L’expérimentation de l’équipe de psychologie du travail du CNAM et de Renault dans l’usine de Flins est une démarche d’envergure de clinique de l’activité en contexte industriel. Jean-Yves Bonnefond, qui a participé à cette enquête, la présente dans son ouvrage Agir sur la qualité du travail (éditions Érès, 2019) de manière détaillée et il réfléchit à ses apports tant pour le monde industriel que pour l’intervention en psychologie du travail.

La clinique de l’activité est une méthode d’intervention en psychologie du travail, centrée sur le dialogue des travailleurs à propos de l’activité. Elle a démontré sa capacité à aider les collectifs de travail à être une ressource pour leurs membres. L’expérimentation de Renault Flins, par son contexte et son envergure, apporte des questionnements et des perspectives au dispositif.

La méthode employée repose essentiellement sur du matériau vidéo : situations de travail filmées puis discussions des acteurs « confrontés » à ces enregistrements. C’est là le seul reproche qu’on pourra faire à l’ouvrage : il prend en effet le parti de l’absence d’images dans son ouvrage et ne propose aucune photo ni aucun schéma, mais au contraire de longues descriptions – par ailleurs très claires –, des situations physiques (pièces, postes de travail, espace…). On pourrait discuter ce point. Le matériel vidéo avait pour but de créer et soutenir du dialogue sur l’activité. Mais l’ouvrage prend sur cet aspect le parti inverse : il contient énormément de retranscriptions exhaustives d’échanges entre différents acteurs (probablement un quart ou un tiers du livre). Cela  permet ainsi de mieux comprendre ce qu’est une démarche de clinique de l’activité dans les faits.

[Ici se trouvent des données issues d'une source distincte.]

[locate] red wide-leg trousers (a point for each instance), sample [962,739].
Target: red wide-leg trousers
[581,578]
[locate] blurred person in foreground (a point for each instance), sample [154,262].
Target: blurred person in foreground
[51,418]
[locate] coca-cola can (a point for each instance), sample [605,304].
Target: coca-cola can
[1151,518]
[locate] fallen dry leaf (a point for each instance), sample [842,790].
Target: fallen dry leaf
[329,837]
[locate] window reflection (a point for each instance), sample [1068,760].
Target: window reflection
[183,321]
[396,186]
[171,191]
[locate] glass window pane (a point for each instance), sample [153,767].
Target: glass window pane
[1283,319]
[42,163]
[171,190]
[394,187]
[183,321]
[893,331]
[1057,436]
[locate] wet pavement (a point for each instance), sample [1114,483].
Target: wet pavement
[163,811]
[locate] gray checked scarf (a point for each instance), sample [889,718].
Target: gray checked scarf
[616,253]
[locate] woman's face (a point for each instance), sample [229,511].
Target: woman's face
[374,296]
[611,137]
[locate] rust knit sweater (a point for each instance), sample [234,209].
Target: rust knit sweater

L’expérimentation Renault Flins, validée conjointement par la direction et les organisations syndicales dans un contexte de dialogue social compliqué, portait sur la capacité à dialoguer sur la « qualité du travail » et à améliorer ce dialogue. Il s’agissait de valider l’idée que la qualité du travail pouvait améliorer la santé des ouvriers, et par conséquent leur efficacité et l’ensemble des relations au sein de l’entreprise.

L’ouvrage est découpé en trois parties principales.

  • La première partie présente la genèse de la démarche et la mise en place du prototype d’intervention sur deux unités de travail, ainsi que le bilan qui en a été fait.
  • La deuxième partie explique comment la démarche a été généralisée à l’ensemble de l’usine et les conséquences que cela a eu.
  • Enfin, la dernière partie développe des contributions davantage théoriques révélées par l’expérimentation, dans le champ de la psychodynamique du travail ou de la clinique de l’activité.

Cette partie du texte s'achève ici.